J'avais bien deviné que ce «jusqu'ici» et cette conférence passablement cynique sur un cas de vanité nobiliaire et mondaine aussi banal, cachait un nouveau mystère, et,—toujours la même incroyable suggestion de cette vibrante vitalité,—ce cynisme me froissait, la faconde de Jacques m'exaspérait, j'avais horreur de sa façon de sentir, si brutalement plébéienne sous des allures de dilettante, mais j'étais très intéressé par sa confidence, qu'il continua sans plus se faire prier. Il s'ouvre à moi, comme je l'écoute, avec délices, bien qu'il ne m'aime au fond pas beaucoup plus que je ne l'aime. Il sent d'instinct sa fascination sur moi et il s'y complaît. Nous en étions dès le collège, et cet étrange lien nous unira, jusqu'à la mort, à travers et malgré tout. Il reprenait donc:

—«Il n'y a rien à te raconter, sinon que depuis je ne sais combien de temps la reine Anne—comme l'appellent ses intimes en jouant sur son prénom—refusait absolument de me connaître. Entre parenthèses, est-il choisi ce prénom d'Anne, et coquettement héraldique?... Je dîne quelquefois chez Mme Ethorel, sa cousine, qu'elle déteste. Je l'y rencontrais, et affectais, moi aussi, de ne jamais me faire présenter. Elle racontait à qui voulait l'entendre que je n'avais aucun talent, que mes livres l'ennuyaient tour à tour ou lui répugnaient, enfin le jeu classique d'une femme à la mode qui veut piquer un homme connu, en ayant l'air de ne pas se joindre au cortège de ses admiratrices. On a toujours des amis ou des amies pour vous rapporter ces amabilités-là... La Duchesse Bleue est jouée, avec quel succès, je viens de te le dire, et, là-dessus, pourquoi? comment? changement à vue sur toute la ligne. Un de ses rabatteurs,—elle en a comme à la chasse, qu'elle recrute parmi ses soupirants plus ou moins domptés,—Senneterre, tu le connais bien? le grand blond qui tient quelquefois la banque, ici, me court après dans les salons du Cercle. D'habitude, nous nous disons: bonjour, bonsoir, et c'est tout. Au lieu de cela, des compliments à n'en plus finir, et une invitation à dîner au petit Club, dans le salon réservé aux femmes du monde. Il y a juste cinq semaines de cela... «A qui va-t-on me servir?» pensais-je en montant l'escalier. Et quelle est la première personne que je rencontre dans l'antichambre qui précède la salle à manger,—un des coins les plus jolis de Paris et les plus élégants, je te donne ce tuyau en passant, pour une aquarelle mondaine,—Mme Pierre de Bonnivet...»

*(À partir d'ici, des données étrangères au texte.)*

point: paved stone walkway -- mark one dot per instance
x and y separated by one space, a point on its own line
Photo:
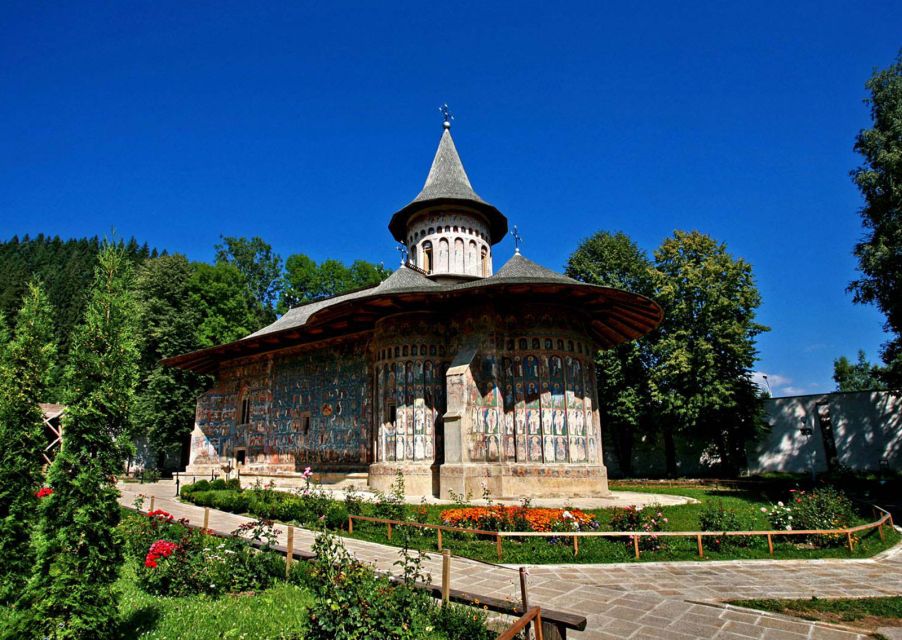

—«Et ce fut comme avec la petite Favier,» interrompis-je. «A coquette, coquette et demie. Depuis que je te connais, tes histoires sont toujours les mêmes: elles consistent à jouer avec les femmes à qui aura le moins de cœur, et tu gagnes dix fois sur dix...»

—«Ce n'est pas précisément aussi simple,» reprit-il sans se fâcher; «je me suis amusé, en effet, à lier partie avec la reine Anne, mais pas comme tu penses. Le rabatteur nous avait mis l'un à côté de l'autre à table. Ma parole d'honneur, j'aurais voulu que tu fusses là, caché, pour nous entendre. Ç'a été une causerie d'une douceur, d'une simplicité, d'une bonhomie, d'un fondant... la rencontre de deux belles âmes. Elle m'a dit du bien de toutes les femmes que nous connaissons, elle et moi, et je lui ai dit du bien de tous mes confrères. Nous avons déclaré d'un commun accord que cette grande bringue de Mme de Sauve n'a jamais eu d'amant, et que les romans du sieur Dorsenne sont des chefs-d'œuvre, que ce démon de Mme Moraines est un ange de désintéressement, et ce benêt de René Vincy un grand poète. Juge du degré de nos sincérités... C'était à croire que jamais ni elle ni moi n'avions soupçonné qu'un écrivain pût médire d'un autre, ni une femme du monde se faire courtiser hors du mariage... Nous avons pris notre revanche depuis, et nous en sommes, en ce moment-ci, à cet état de guerre aiguë que l'on déguise sous le joli nom de flirt. Je t'épargne le détail des étapes. Tant il y a qu'elle sait que la petite Favier est ma maîtresse, qu'elle m'en croit amoureux fou et qu'elle n'a qu'une idée: me voler à elle. Rompue comme elle est à bien des ruses masculines, elle s'est laissé prendre au piège qui a toujours réussi depuis que la terre tourne autour du soleil: chiper un amant à une autre femme, il n'y a pas de vertu qui tienne à cette sensation... Et le plus curieux, c'est que la reine Anne pourrait bien être une vertu. Oh! très faisandée. Mais enfin je ne serais pas étonné qu'elle n'eût jamais eu d'amant, tu m'entends encore, ce qui s'appelle un amant... D'ailleurs, elle en aurait eu vingt-cinq, le procédé aurait réussi encore. Je gagerais que dans le paradis terrestre, le serpent a tout uniment raconté à notre mère Ève qu'il se préparait à cueillir la pomme pour le compte de sa propre femelle...»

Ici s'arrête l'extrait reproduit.